King knows a thing or two about switching camps. He stepped over Joe Frazier’s fallen frame to embrace the winner, George Foreman, in Jamaica in 1973; he did it again the following year when Ali beat Foreman in Zaire; he grinned alongside Holyfield in November … and be in little doubt that he will hug Tyson like a brother once more if Holyfield falls apart on Saturday night.
So, there is more at stake here than a version of the world title – the pedigree of the contestants transcends any sanctioning of the bout’s legitimacy by the rabble who run boxing. Holyfield, who took the championship in 11 rounds with a surgeon’s detachment, appears to have maintained his almost manic level of commitment, while Tyson has come out from behind the dubious warmth of his managerial apron strings to declare that he is ready to tear the champion’s head from his sculptured body.
Those of us who are paid to pontificate were so certain last time that Holyfield was risking not just a beating but irreversible damage to what looked like a used-up fighting engine. Now a measure of calm has entered the debate. The odds are about even, with no sure money going in either direction.
Countless reruns of the tape from the first encounter only confirm general impressions that the winner kept his form and focus under pressure while Tyson’s resolve ebbed more from his lack of success with single blows than from a systematic beating by his opponent. Surely it will be more of the same? If, as Mickey Duff observes, Tyson is a bully – “but a bloody good bully” – it is reasonable to speculate that Holyfield has the tools to undermine him again, that he “has his number”.

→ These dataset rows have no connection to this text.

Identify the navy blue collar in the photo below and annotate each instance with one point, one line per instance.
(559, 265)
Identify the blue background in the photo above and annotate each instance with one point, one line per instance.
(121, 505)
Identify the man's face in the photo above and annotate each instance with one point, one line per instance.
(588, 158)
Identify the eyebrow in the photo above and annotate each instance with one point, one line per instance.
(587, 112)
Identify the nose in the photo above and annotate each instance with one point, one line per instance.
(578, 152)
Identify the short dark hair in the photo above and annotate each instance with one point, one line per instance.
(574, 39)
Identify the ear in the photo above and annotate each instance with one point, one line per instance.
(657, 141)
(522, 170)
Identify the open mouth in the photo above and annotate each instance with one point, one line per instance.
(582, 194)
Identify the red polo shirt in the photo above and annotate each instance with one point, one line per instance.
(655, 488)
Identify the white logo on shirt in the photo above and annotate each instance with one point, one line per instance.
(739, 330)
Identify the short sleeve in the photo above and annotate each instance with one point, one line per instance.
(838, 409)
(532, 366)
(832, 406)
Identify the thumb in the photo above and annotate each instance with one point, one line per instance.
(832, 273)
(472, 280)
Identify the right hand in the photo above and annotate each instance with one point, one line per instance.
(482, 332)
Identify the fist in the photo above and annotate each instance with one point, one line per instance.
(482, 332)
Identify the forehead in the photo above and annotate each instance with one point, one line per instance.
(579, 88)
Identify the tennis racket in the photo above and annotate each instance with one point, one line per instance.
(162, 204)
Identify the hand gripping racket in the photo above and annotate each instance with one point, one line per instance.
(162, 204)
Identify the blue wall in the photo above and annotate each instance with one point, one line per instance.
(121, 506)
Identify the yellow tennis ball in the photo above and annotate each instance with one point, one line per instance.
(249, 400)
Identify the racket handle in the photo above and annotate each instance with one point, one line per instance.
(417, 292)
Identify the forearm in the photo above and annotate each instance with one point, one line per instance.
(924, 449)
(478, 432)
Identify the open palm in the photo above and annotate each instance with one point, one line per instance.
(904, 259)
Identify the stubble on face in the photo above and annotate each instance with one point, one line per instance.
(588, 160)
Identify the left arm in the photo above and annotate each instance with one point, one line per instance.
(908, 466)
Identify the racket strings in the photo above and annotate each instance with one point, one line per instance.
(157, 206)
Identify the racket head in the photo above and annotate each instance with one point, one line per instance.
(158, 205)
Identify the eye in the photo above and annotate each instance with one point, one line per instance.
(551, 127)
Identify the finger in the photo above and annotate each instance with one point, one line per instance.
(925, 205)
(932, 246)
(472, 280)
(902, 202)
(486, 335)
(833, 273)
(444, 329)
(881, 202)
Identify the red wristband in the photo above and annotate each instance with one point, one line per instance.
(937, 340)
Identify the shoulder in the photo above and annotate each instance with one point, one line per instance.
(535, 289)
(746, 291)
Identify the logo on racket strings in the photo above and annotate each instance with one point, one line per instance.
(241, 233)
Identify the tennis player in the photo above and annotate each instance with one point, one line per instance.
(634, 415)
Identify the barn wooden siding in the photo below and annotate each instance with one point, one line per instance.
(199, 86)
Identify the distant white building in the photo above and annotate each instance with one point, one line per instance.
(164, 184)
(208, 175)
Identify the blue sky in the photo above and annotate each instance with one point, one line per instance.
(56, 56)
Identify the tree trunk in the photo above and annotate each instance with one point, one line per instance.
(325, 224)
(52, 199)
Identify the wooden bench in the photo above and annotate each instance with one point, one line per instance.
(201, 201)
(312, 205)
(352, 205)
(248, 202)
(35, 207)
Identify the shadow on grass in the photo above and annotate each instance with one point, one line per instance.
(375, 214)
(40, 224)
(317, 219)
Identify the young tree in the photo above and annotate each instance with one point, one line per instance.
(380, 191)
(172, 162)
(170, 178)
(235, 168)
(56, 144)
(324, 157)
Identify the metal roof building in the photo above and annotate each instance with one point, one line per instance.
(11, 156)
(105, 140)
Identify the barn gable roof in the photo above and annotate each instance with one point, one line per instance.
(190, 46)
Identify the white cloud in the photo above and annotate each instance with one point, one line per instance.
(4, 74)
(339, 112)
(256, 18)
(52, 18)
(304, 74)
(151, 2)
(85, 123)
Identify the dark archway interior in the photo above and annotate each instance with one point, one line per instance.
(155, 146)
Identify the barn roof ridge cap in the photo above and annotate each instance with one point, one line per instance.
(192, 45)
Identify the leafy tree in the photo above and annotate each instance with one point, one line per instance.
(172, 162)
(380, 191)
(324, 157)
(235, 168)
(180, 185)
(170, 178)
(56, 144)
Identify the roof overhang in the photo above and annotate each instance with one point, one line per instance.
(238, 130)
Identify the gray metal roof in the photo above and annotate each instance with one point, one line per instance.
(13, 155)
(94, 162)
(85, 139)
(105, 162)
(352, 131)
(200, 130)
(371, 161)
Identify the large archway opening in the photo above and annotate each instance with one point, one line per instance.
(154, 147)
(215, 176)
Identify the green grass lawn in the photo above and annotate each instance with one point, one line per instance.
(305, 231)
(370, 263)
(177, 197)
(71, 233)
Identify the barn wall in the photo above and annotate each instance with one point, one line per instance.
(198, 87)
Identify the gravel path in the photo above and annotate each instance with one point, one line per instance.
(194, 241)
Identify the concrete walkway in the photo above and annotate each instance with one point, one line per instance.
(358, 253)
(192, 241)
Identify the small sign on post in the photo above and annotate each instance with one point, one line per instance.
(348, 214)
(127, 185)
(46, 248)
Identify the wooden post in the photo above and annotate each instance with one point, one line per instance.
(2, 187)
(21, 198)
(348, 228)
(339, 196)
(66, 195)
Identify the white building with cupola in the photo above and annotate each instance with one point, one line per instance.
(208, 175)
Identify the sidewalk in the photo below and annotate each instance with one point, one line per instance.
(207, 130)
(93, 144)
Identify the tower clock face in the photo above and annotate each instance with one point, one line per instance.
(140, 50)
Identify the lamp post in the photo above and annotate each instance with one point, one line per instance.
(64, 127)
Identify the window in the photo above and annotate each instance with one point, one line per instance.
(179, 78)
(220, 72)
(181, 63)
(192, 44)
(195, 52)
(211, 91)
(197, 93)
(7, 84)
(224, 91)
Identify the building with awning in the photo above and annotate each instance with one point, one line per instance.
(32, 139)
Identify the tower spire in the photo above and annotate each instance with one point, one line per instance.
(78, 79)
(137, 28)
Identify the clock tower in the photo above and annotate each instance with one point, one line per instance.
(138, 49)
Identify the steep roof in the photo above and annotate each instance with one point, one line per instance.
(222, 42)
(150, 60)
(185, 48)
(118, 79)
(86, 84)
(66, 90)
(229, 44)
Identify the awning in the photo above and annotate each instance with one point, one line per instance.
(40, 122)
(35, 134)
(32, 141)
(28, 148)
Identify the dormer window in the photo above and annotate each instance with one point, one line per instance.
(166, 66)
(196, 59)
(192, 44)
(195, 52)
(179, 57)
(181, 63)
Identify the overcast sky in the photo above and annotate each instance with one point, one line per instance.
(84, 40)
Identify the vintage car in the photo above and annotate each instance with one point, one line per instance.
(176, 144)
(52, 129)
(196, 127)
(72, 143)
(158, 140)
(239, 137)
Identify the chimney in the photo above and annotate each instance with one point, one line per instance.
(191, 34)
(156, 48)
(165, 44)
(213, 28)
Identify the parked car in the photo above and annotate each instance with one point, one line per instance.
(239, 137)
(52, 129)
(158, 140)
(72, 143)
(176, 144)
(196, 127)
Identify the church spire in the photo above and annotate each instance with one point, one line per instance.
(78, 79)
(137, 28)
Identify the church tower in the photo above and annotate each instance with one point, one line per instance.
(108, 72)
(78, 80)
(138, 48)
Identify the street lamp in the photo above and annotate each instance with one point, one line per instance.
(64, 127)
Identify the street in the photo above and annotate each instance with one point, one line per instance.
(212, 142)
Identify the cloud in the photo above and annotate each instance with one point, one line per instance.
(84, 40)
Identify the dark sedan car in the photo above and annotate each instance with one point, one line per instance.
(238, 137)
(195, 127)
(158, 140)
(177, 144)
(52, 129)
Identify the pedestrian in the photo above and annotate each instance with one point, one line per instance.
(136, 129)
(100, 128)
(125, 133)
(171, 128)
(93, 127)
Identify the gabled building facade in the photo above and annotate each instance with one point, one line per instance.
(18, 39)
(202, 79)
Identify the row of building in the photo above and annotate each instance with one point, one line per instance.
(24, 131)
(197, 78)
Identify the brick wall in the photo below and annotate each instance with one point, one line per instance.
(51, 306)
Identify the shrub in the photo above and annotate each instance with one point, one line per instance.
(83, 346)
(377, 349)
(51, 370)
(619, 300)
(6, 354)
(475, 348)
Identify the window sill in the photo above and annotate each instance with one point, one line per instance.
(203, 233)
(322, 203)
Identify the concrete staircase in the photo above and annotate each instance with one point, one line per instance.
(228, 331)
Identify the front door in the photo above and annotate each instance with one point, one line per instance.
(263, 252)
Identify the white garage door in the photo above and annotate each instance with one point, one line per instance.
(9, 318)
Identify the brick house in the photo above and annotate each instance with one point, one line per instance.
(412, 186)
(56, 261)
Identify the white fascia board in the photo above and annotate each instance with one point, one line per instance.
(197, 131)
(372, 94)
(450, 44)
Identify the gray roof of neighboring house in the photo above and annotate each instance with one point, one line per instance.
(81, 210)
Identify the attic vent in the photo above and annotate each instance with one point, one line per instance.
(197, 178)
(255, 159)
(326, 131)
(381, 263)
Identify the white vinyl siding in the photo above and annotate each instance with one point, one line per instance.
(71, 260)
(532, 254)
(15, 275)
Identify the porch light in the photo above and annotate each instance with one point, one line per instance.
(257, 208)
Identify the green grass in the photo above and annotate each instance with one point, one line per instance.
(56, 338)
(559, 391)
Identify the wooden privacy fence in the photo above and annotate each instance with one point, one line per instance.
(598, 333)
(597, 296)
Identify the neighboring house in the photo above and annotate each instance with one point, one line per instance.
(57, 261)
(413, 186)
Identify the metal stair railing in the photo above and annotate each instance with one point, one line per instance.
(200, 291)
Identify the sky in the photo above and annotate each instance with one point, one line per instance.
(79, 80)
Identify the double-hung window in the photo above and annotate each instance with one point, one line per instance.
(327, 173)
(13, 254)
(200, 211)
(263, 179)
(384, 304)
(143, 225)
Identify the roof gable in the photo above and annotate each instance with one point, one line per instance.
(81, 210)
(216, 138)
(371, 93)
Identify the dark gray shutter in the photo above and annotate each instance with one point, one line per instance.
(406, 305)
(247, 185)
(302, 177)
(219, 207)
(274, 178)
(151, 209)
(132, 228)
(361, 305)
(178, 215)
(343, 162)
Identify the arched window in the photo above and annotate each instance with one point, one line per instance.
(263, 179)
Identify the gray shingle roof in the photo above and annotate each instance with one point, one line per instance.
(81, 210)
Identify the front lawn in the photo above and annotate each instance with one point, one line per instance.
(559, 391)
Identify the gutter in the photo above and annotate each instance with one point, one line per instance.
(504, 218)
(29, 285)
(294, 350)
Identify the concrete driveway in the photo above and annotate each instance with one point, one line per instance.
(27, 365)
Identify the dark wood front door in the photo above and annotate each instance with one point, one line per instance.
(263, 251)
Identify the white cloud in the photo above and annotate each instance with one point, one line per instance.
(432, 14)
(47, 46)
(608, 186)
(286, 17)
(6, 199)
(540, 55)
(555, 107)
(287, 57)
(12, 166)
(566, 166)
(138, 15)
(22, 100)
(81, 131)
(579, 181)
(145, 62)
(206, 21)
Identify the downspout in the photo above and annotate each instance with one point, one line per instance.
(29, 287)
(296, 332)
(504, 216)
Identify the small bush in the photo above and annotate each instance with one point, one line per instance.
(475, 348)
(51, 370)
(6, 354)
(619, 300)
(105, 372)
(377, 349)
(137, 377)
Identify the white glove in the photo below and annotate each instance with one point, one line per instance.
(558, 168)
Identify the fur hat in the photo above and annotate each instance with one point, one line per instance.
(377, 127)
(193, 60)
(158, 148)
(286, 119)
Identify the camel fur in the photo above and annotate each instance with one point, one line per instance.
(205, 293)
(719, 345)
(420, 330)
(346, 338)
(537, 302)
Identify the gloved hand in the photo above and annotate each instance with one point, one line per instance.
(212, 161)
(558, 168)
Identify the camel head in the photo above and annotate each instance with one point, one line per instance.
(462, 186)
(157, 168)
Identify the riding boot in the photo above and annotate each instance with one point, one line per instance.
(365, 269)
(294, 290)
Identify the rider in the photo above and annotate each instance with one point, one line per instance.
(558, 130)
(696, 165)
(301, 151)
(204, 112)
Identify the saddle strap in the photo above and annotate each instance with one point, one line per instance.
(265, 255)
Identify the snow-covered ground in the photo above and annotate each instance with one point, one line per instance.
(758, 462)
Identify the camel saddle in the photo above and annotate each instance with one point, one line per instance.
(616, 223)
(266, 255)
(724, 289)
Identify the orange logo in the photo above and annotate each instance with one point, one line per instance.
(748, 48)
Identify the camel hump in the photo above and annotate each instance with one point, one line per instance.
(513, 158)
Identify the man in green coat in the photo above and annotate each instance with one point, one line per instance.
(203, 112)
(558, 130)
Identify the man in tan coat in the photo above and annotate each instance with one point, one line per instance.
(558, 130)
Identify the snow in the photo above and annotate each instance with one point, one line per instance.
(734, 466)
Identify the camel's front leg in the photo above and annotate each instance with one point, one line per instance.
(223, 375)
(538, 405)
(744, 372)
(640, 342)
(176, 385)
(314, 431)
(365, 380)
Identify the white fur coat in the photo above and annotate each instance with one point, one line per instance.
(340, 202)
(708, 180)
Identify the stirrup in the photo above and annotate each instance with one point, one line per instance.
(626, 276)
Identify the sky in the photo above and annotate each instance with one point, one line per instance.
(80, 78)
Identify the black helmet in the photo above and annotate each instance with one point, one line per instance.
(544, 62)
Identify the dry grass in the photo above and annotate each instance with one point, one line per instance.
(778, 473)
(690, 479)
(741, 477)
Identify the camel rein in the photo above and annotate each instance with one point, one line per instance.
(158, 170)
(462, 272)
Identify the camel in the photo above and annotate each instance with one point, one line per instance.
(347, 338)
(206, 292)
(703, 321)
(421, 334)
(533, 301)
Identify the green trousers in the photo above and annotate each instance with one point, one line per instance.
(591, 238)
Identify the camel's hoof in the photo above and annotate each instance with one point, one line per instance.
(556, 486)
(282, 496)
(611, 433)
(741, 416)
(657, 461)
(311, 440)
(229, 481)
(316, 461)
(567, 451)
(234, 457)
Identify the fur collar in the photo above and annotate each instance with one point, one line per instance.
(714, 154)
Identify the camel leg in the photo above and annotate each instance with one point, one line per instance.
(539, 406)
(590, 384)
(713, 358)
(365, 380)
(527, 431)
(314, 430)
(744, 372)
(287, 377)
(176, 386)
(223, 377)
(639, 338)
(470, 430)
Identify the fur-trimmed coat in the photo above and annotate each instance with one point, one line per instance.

His trainer, Don Turner, one of the fight game’s better brains, had worked out last time that persistent counters with the right hand would not only keep Tyson at bay, slowing his one-paced and predictable assaults, but would discourage him once the weight of his punch had dissipated. So every time Tyson launched his left, he bought a right: that information will be stuck in Tyson’s computer on Saturday night and it will be fascinating to see if he has the ability and the will to do anything about it.
I think he has: and this is why. If there is one lesson Tyson took away from the first encounter with Holyfield it is that he had underestimated the man’s strength. Tyson had fairly deduced – like the rest of us – from Holyfield’s most recent outings that he was a fading fighter; what he did not count on was that Holyfield’s inner resolve – fuelled, he says, by God – was such that he could lift himself for one more awesome effort.
Tyson knows that now. He will not risk complacency. If he does he is finished, and not just in this fight. Nobody wants a washed-up demon. His only cachet has ever been as the intimidating force of the division. If he is destroyed again, Tyson’s days in the upper flight of boxing, the only place he’s safe, are done. Tyson, no philosopher, is life-smart none the less. He can see the ambush up ahead.
In a way, Tyson was born to lose: from the day when he was two years old and his father left home, through dark, wild days on whisky and drugs, in the despond of conviction for his sexual weaknesses, at every turn with a coterie of users. Now, “naked and cold”, he really is on his own. I get the feeling he will relay his lonely desperation to Holyfield the only way he knows how. Tyson in five.